И тут сразу опросталась душа и уже верно знала, как себя повести...

На извозе послышались шаркающие материны шаги, ее тонкий певучий голос возвестил: «Во имя Отца и Сына...» Сбренчало кованое с насечкой кольцо, поднялась деревянная щеколда в проушине. Инок бесшумно спустился лестницей в повалушу, холодную горенку, где почивала семья летами, через сени прошел в подклет, где хранилась всякая печеная и вареная ества, и оттащил за скобу толстую плаху. На чернца дохнуло из подполья разворошенной преющей землею. Феодор высек огня, запалил жирничек в медной братине, светя под ноги, спустился в подкоп. Вот где его послушание со Светлого Воскресения.

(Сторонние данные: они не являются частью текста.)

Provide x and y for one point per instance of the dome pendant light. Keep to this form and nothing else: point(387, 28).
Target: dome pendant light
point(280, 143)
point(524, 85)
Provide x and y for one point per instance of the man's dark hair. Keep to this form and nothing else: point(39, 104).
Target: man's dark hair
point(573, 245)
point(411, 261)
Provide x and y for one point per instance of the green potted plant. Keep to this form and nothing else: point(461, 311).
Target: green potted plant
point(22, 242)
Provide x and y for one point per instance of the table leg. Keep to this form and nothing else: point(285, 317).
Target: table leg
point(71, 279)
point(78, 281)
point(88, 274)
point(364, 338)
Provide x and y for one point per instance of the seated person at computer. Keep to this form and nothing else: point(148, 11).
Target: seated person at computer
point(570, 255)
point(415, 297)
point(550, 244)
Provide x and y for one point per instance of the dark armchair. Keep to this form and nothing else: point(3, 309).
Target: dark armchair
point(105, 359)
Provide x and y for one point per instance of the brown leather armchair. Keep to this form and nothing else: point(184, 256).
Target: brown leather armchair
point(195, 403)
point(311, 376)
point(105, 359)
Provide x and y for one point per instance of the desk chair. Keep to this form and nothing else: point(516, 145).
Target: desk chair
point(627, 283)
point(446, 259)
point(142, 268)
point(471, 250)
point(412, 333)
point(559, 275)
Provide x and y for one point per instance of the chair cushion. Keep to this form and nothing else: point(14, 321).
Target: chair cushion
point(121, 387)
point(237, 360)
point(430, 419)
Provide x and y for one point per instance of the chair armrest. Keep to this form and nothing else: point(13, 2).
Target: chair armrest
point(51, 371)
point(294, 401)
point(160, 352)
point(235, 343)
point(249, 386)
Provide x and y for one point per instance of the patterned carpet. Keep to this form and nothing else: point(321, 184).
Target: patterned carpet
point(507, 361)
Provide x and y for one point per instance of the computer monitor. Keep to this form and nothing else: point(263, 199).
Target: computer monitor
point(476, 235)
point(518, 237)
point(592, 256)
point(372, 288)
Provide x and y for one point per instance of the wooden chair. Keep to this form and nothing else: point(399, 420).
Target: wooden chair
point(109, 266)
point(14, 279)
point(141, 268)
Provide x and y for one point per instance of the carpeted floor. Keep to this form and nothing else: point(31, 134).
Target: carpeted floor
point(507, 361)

Невелико подземелье – сажень на сажень, – но истрачено изрядно трудов: хорошо гора, высокое место и ярый песок, а то бы давно залился водою. Осталось с неделю работы: зашить стены тесом, набрать из колотья полы – и готова скрытая. В печуру поставил жирничек, стал заглубляться, нарыл в бадейку породы; понюхал из щепоти, заслезился. «Господи, – воскликнул, не сдержавшись, – сколь ты привязчива и неотымчива, мать – сыра земля! Все из тебя, да и все течет в обрат. Сколь ты духмяна, нареченная невеста. И чего пугаются тебя, ис-томяся плотью? Воспой хвалу Господу, перейди аидовы теснины, и откроются тебе врата неизреченные. Знать, то и боятся, что душу неверную имеют. – И опершись на лопату, задумчиво запел: – Укрой меня, мать-пустыня, в темные те ночи...»

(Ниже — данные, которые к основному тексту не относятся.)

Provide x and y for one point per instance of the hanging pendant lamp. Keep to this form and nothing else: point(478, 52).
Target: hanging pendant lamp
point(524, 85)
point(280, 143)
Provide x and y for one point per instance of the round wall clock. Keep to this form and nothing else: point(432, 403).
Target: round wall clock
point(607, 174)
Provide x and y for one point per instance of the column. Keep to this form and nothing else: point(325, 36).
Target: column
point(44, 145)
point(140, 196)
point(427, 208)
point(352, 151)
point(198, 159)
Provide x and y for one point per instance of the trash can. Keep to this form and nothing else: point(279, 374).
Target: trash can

Тут сбрякало на дворе, Феодор затих, затаился. Мать приноровилась доить и сейчас ласково уговаривала Чернавку, чтоб не баловала корова. И помрачнел чернец, надулся, как мышь на крупу, и столь желанная скрытня показалась застенком. И чего возрадовался под боком у греха? Еретик Мисаил отравился от Никона и неведающих той проказой потчует. Царь Славы вдруг стал царем Иудейским! И здесь пасут бесы, и мать им первая потатчица.

С отвращением ждал Феодор, пока подоит мать и выгонит скотину на улицу, где, гремя боталами, уже собиралось под пастушью трубу мезенское стадо, чтобы, влажно, раскатисто мыча, отмахиваясь хвостами от надоедного гнуса, важно спуститься в подугорье, в жирные калтусины... Но вот дверь в избе зашаталася туда-сюда, мать принялась за обрядню, растопила печь, и горьковатый дым заструился по подворью, забиваясь в каждый закут; вот и в подкопе потянуло горелым. Опамятовался Феодор, вылез из схорона, поволок бадейку на зады избы, на капустища, озираясь, чтобы через огорожу случаем не высмотрел кто. Узрит сотский, начнет пытать: де, что измыслил?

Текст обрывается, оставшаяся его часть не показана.